Durch Zecken übertragene bakterielle Infektion. Diese kann Hautsymptome, Gelenkbeschwerden aber auch Herz- und Hirnhautentzündungen verursachen.

Diese Hirnhautentzündungen verlaufen im Vergleich zu den gefährlichen, wenn auch seltenen Meningokokken-Infektionen geradezu harmlos, sind nicht lebensgefährlich, hinterlassen keine Behinderung, sind mit Antibiotika gut behandelbar.

Längst nicht jede Zecke ist mit Borrelien  infiziert (je nach Region maximal jede Dritte).

Der Stich einer infizierten Zecke führt nur bei etwa jedem 10. Gestochenen zur Infektion, davon wird aber wieder nur jeder Dritte auch krank.

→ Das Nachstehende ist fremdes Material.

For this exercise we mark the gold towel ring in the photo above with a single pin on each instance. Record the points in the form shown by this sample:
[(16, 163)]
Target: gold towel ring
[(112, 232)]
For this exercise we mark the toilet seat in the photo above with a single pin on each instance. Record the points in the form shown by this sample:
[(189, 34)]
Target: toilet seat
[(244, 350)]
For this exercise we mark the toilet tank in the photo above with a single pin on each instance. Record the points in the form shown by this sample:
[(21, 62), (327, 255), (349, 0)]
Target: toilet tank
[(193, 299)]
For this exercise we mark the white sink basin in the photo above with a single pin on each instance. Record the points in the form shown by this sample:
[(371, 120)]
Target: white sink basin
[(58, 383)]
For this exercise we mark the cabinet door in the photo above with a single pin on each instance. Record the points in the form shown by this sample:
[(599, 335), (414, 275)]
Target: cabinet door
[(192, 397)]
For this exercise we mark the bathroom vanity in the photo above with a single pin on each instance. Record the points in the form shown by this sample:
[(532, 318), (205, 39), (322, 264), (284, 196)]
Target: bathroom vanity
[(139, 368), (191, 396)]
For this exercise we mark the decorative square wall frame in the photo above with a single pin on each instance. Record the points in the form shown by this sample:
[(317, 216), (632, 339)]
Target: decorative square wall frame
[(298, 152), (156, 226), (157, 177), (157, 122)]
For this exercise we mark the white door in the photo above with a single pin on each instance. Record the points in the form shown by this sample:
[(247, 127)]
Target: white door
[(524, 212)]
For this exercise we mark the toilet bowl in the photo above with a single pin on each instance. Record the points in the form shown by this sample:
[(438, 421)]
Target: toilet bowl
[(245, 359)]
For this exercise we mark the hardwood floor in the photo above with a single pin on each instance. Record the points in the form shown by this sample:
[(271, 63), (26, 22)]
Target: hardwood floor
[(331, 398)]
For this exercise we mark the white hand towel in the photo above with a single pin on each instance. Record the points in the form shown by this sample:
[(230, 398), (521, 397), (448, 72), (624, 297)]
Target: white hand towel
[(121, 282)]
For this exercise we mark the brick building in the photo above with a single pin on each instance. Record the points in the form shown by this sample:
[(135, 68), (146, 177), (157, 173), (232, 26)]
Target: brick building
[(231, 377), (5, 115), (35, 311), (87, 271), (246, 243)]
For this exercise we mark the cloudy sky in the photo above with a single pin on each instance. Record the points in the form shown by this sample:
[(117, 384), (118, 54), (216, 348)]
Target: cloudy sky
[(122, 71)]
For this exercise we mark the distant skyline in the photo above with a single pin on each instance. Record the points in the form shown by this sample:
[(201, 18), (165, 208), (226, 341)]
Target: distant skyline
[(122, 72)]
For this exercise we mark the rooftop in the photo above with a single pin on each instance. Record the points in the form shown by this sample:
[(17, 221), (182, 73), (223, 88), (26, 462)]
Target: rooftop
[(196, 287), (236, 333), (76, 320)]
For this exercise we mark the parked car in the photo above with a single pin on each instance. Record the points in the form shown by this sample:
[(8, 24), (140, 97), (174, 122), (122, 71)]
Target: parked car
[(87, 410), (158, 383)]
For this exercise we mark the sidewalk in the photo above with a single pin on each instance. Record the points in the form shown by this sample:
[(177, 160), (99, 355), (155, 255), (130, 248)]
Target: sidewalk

Das Infektionsrisiko ist sehr gering, wenn die Zecke weniger als 24 Stunden in der Haut bleibt.

Häufig (nicht immer) ist eine Infektion an der „Wanderröte“, medizinisch „erythema migrans“ erkennbar, einer Hautveränderung, die lange vor einer Hirnhautentzündung oder anderen Komplikationen auftritt. Wird dann behandelt, ist die Infektion beendet!

Eine Wanderröte erkennt man an einem roten Ring, der sich 1-3 Wochen nach Zeckenstich in der Umgebung des Stiches ausdehnt wie eine Welle, wenn man einen Stein ins Wasser geworfen hat. Bei Auftreten: ab zum Arzt!